Posted 12:52 p.m. Wednesday, June 9, 2021
Gale Tanger elected to U.S. Figure Skating Hall of Fame
Gale Tanger owes her career in figure skating, at least in part, to her fashion sense.
Growing up in a family of winter sports enthusiasts, she used to admire the bright white skates she saw figure skaters wearing on TV.
“I’d been speed skating since I was five or six, and I told my dad I wanted to wear white skates,” says Tanger, ’68. “But my dad told me that speed skaters wear black skates, and figure skaters wear white skates. Eventually, my parents bought me white skates and gave me figure skating lessons.”
The rest, as they say, is history.
Over the past 50 years, Tanger has built a reputation as one of the most influential and innovative voices in the world of figure skating. She has judged countless international competitions; contributed to six Olympics; and built lasting friendships with Peggy Fleming, Scott Hamilton and other renowned figures in the sport.
In January, it was announced that Tanger will be inducted into the U.S. Figure Skating Hall of Fame — recognition of her outstanding career and profound impact.
“I can’t believe that I’m still alive and going into the Hall of Fame,” she jokes, noting that many people have been inducted posthumously. “I’m just so honored by it.”
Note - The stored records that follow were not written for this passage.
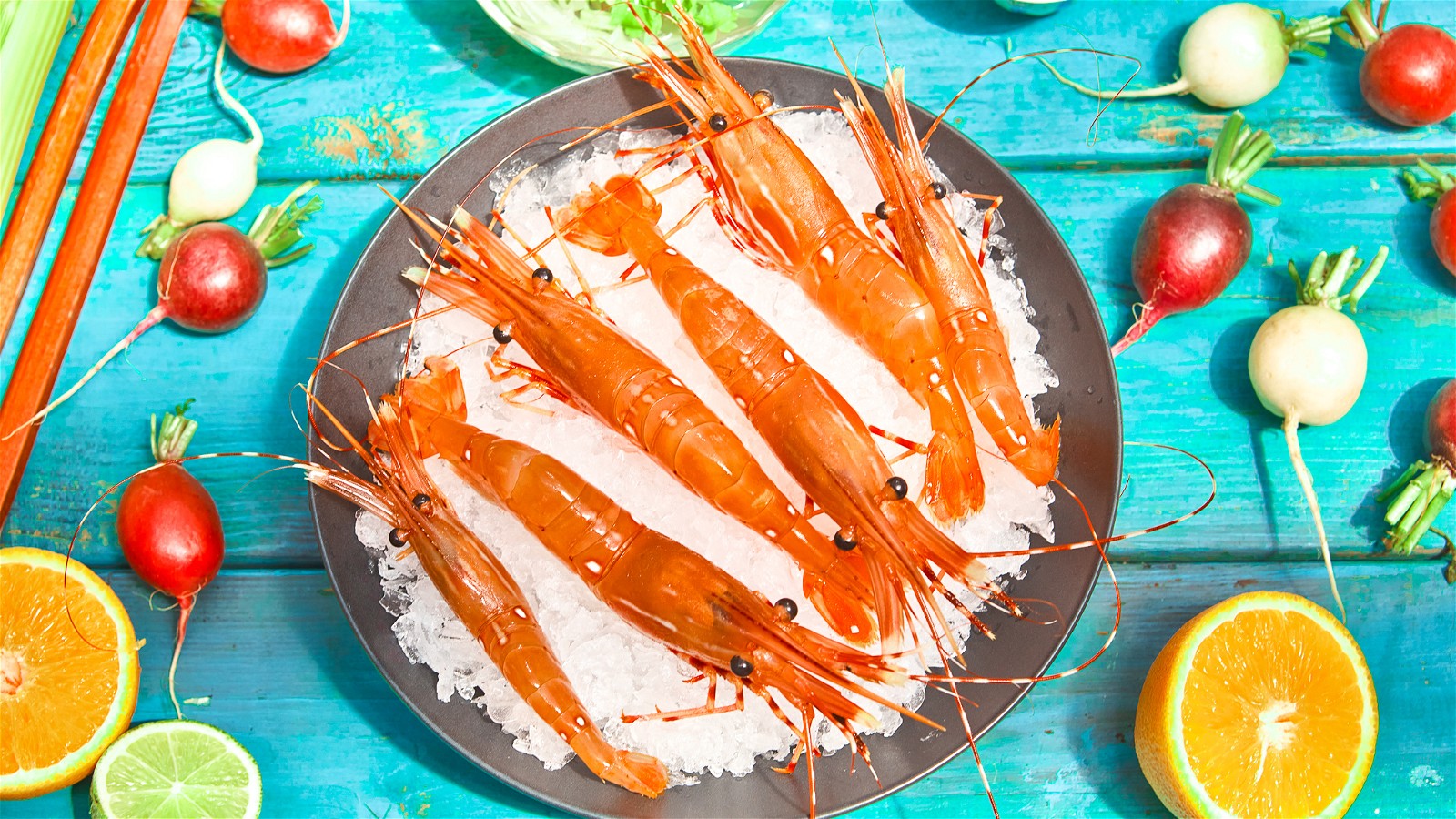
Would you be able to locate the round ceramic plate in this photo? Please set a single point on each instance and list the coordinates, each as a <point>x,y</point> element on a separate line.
<point>1072,339</point>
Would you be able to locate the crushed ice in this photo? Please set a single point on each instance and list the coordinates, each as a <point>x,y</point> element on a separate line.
<point>615,669</point>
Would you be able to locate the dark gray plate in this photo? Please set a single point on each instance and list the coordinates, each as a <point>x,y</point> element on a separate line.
<point>1091,462</point>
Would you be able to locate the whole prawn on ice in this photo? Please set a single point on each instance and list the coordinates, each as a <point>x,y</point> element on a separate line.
<point>812,429</point>
<point>485,598</point>
<point>662,588</point>
<point>779,210</point>
<point>936,254</point>
<point>590,365</point>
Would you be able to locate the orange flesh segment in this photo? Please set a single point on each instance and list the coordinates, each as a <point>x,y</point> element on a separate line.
<point>1271,714</point>
<point>66,685</point>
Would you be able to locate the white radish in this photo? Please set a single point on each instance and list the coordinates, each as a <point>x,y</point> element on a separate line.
<point>1308,363</point>
<point>1232,56</point>
<point>211,181</point>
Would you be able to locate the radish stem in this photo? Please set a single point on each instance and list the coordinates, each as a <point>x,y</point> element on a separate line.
<point>186,605</point>
<point>1307,482</point>
<point>1427,189</point>
<point>1420,494</point>
<point>147,322</point>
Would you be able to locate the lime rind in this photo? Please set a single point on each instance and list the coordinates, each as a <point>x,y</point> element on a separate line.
<point>1278,601</point>
<point>177,768</point>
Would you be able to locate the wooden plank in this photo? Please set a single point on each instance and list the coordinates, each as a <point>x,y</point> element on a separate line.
<point>1184,385</point>
<point>417,77</point>
<point>290,681</point>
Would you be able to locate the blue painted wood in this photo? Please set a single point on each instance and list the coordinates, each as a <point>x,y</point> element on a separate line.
<point>331,739</point>
<point>288,678</point>
<point>419,76</point>
<point>1186,385</point>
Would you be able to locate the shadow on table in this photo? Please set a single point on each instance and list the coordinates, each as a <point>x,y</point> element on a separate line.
<point>305,344</point>
<point>1229,378</point>
<point>1118,256</point>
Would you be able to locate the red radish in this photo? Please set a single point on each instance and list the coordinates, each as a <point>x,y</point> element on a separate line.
<point>213,278</point>
<point>1420,493</point>
<point>1308,363</point>
<point>1443,219</point>
<point>1198,238</point>
<point>169,528</point>
<point>278,36</point>
<point>1409,73</point>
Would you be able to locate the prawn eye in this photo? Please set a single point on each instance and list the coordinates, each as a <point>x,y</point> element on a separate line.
<point>899,487</point>
<point>790,606</point>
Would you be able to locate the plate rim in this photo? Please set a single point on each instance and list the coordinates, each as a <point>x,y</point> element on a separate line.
<point>500,121</point>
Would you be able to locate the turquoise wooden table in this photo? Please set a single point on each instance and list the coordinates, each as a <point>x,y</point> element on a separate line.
<point>283,671</point>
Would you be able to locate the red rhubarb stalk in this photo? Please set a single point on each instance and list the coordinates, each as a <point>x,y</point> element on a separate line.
<point>55,153</point>
<point>96,203</point>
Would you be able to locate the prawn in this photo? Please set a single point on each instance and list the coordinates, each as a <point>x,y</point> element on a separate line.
<point>669,592</point>
<point>487,599</point>
<point>590,365</point>
<point>935,252</point>
<point>779,210</point>
<point>808,424</point>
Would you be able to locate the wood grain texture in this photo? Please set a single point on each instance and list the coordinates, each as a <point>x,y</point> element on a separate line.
<point>419,76</point>
<point>334,741</point>
<point>288,675</point>
<point>1186,385</point>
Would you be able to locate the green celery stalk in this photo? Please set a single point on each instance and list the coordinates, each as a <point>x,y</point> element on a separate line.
<point>29,35</point>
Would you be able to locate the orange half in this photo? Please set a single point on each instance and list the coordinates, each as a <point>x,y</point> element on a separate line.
<point>1261,705</point>
<point>67,682</point>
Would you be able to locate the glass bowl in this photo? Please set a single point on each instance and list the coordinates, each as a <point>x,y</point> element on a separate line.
<point>580,34</point>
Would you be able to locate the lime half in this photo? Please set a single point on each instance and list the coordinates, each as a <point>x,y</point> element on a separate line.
<point>177,768</point>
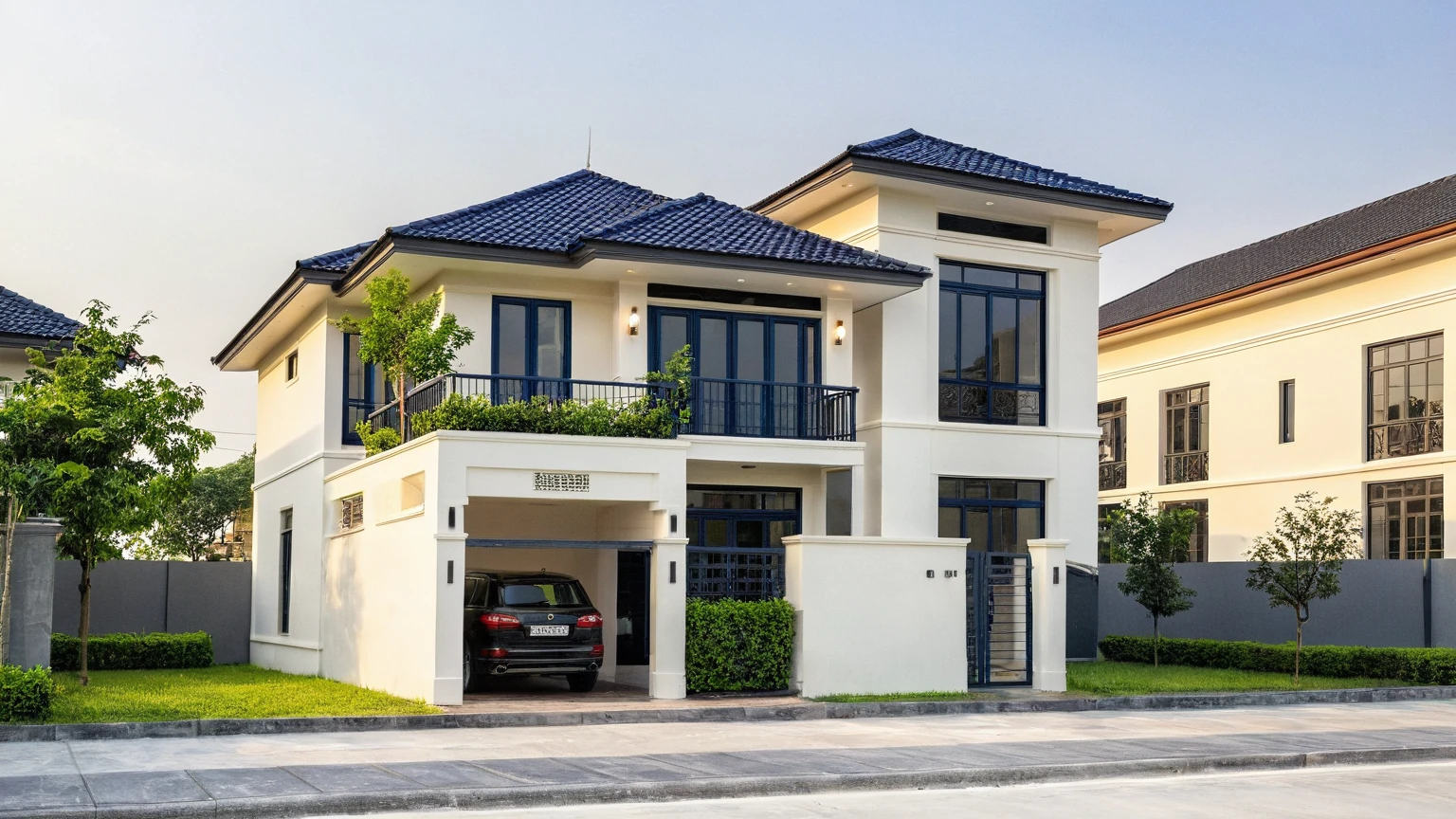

Tanger’s path to becoming a judge is a prime example of a door closing and a window opening.
Tanger was a competitive figure skater when she enrolled at UWL, but because the university didn’t have an indoor rink, she found it hard to stay at the top of her game.
So she gave up competitive figure skating and focused on her studies, earning her degree in physical education. Soon after, U.S. Figure Skating reached out to her, wondering what she was doing and whether she was interested in judging.
“I was so much younger than the average judge, so part of me thought: ‘Why would I want to hang out with those people?’” she says. “But I loved skating, and it had become a void in my life. I really missed it.”
Tanger passed the tests and trials required to become an international judge.
The young girl who had dreamed of reaching the pinnacle of her sport had done exactly that — albeit in an entirely different capacity.
She spent two decades doing a combination of judging and TV work before accepting her first significant role with the Olympics.
For the 1994 Winter Games in Lillehammer, Norway — her father’s home country — Tanger served as the U.S. Team Leader for Figure Skating. One unexpected part of the job was managing Tonya Harding’s infamous feud with Nancy Kerrigan and the public relations crisis that ensued.
“Even though there were challenges with Tonya and Nancy, it was an incredible opportunity and a great Olympics,” she notes. “And it was such a great place for it. Where else could you have such a pristine Olympics? The snowflakes were like diamonds coming out of the air. To me, it was just wonderful.”
Tanger would go on to make plenty more Olympic memories.
She had a hand in every Winter Olympics from 1994 to 2018 — most notably as assistant “chef de mission” for the 2002 Games in Salt Lake City.
In this role, she helped lead the entire U.S. Olympic delegation. She had a high level of clearance that allowed her to easily move from venue to venue. If she really needed to be somewhere, she even had access to a helicopter.
“Because the bidding process takes it out 20 to 30 years, this was the only opportunity I’d ever have to serve in the Olympic Games in my home country,” she explains. “Boy, was my timing right. Without a question, Lillehammer and Salt Lake were my two favorite experiences.”
But her work was not done.
After allegations that the pairs’ figure skating competition in Salt Lake City had been fixed, Tanger was part of a five-person team that developed the new International Judging System.
It was a major undertaking, she says, but it was important to ensure fair results in the Olympics and other international events.
As her career has winded down, Tanger has retained her innovative spirit.
When COVID-19 disrupted figure skating competitions last year, she was among the early proponents of virtual events in which skaters film themselves on their home ice and judges evaluate their performances remotely.
“I had a team of 35 people working with me, and it was like finding the Holy Grail when we realized it would work,” she explains. “No one had ever done this before. But if we did it, we knew others would follow.”
Even after 50 years, Tanger’s passion for figure skating continues to burn. The sport’s constant evolution means there will always be another challenge — or, in Tanger’s view, another opportunity.
“I’ve been lucky enough to have so many wonderful opportunities in my path,” she says. “When you see one, and you think you could make a positive contribution, you just have to take it.”